After crossing the road by way of a bridge, we continued along, passing under the Lewes to Brighton railway line before beginning the long climb up to the top of the Woodingdean-Rodmell ridge. The track climbed to the south-west before turning sharply south-east to gain the ridge. At the point where the track turns there is a large copse. I’ve often wondered whether this is one of two copses that W. G. Sebald refers to in his book Vertigo. According to Sebald, after the victory at Waterloo two copses were planted outside Brighton; one in the shape of Wellington’s boot, the other in the form of Napoleon’s hat. Scanning Ordnance Survey maps, I persuaded myself that this particular copse could perhaps be the latter – if changes to the landscape over time were taken in to account.

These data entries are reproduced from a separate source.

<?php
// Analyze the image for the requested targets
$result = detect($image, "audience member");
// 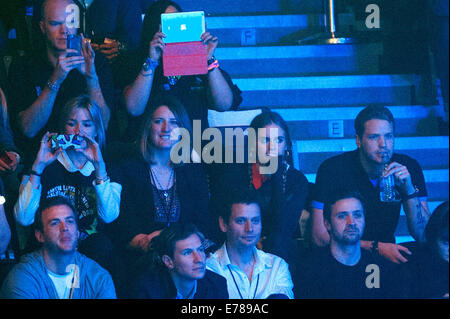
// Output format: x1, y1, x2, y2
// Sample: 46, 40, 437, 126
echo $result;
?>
0, 179, 11, 255
118, 0, 242, 138
411, 201, 449, 299
210, 112, 309, 262
294, 191, 407, 299
9, 0, 114, 167
0, 197, 116, 299
312, 106, 430, 263
0, 87, 20, 173
131, 223, 228, 299
14, 95, 121, 270
108, 95, 213, 258
206, 192, 294, 299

On gaining the ridge we turned north-east, still following the South Downs Way. Here there were quite a few people about, walkers, cyclists and horse riders. As we walked along this lovely spur with commanding views over Lewes, the sun emerged from behind high, fast-moving clouds to our rear, while a dark grey band of cloud approached across the Weald.

We followed the ridge-top path as it bent to the south-east again before taking a precipitously steep path down to the back of Kingston village. Cutting back to the north-west skirting the fine flint-walled Norman church, the tennis courts and village green we arrived on the path which descends from Kingston Ridge and runs in a fairly straight line all the way back into Lewes. This we followed, arriving in Lewes to the rear of the Swan Inn. Making our way into town by way of the lovely gardens at Southover Grange, we climbed one of the steep lanes up to the High Street. Crossing over the town’s main thoroughfare, we passed through the twitten rejoicing in the name of Pope’s Passage, which I can’t help but think is a rather colourful allusion to that most prominent Enemy of Bonfire.

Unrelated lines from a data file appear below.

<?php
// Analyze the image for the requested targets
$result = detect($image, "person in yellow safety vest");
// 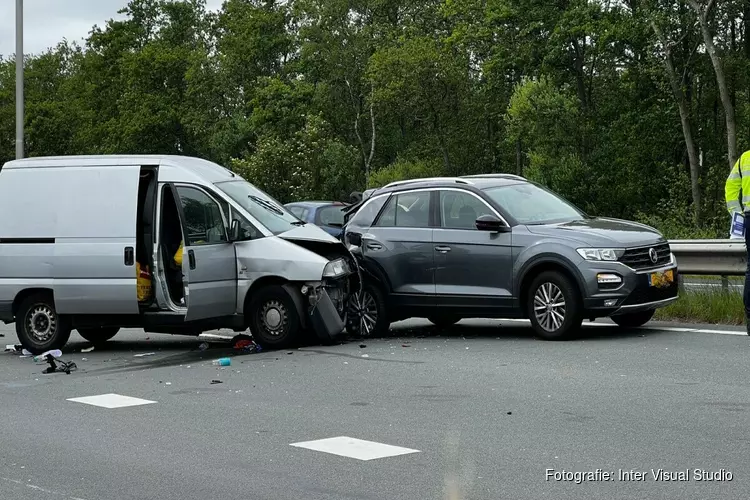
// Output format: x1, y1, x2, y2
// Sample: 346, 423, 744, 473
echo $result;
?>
724, 151, 750, 335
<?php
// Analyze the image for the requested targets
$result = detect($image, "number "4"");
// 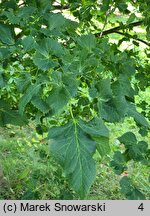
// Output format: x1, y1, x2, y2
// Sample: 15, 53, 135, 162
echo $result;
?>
138, 203, 144, 211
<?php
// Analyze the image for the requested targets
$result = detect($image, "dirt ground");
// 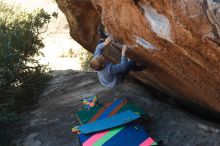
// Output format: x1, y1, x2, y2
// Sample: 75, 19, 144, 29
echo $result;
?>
13, 70, 220, 146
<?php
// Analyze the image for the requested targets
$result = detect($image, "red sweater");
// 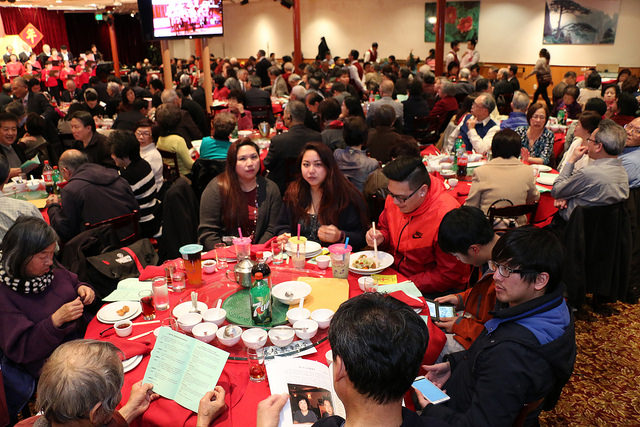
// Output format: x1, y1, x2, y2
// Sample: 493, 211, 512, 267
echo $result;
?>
378, 177, 469, 293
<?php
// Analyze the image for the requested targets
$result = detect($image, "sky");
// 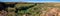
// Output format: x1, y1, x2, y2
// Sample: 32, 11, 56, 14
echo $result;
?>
0, 0, 60, 2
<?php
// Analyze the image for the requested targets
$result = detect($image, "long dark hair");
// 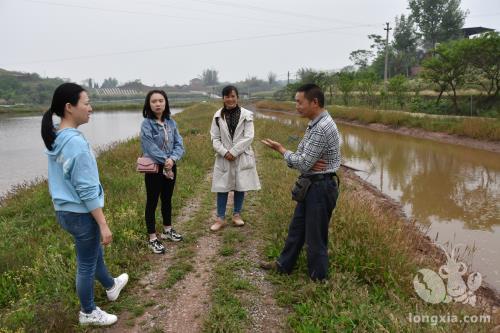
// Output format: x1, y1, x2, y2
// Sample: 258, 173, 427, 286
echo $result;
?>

Emerging into the Castle Ditch, we followed the narrow street around to the curved facade of the Lewes Arms. This is one of my favourite-pubs-in-the-world on account of its thoroughly un-made over earthiness. The Lewes Arms is well run, well-maintained, serves great beer and good food, but there’s no bullshit about the place. The pub is home to the local folk music society and also hosts theatre and live music performance. It can get very lively.  On Bonfire Night and evenings round about, the pub is rammed and feels a bit like a field dressing station in some absurd, fancy dress  war. Sitting in the Lewes Arms on November 5th is like being under siege with salvoes of  rookies bombarding the vicinity.

Continuing in the fine radical and revolutinary spirit of the town, drinkers at the Lewes Arms recently won a famous battle against those who would seek to impose their will on Lewesians. In October 2006, the Lewes Arms’ then owners – the Greene King brewery – withdrew Harveys ales from sale. Big mistake. Drinkers launched an energetic and determined campaign – including a boycott of their beloved watering-hole – until Greene King fled with their metaphorical tail between their legs. The restoration of Harveys ales to the Lewes Arms was celebrated under new ownership (Fullers of London) in August 26th 2007. Restoration Day is now a fixture in the local calendar.

A little weary from our walk, we installed ourselves in a corner of the Lewes Arms’  back bar and hoisted a couple of pints of Harveys in honour of the fighting spirit and heroic endeavour of those revolting Lewes folk. Cheers!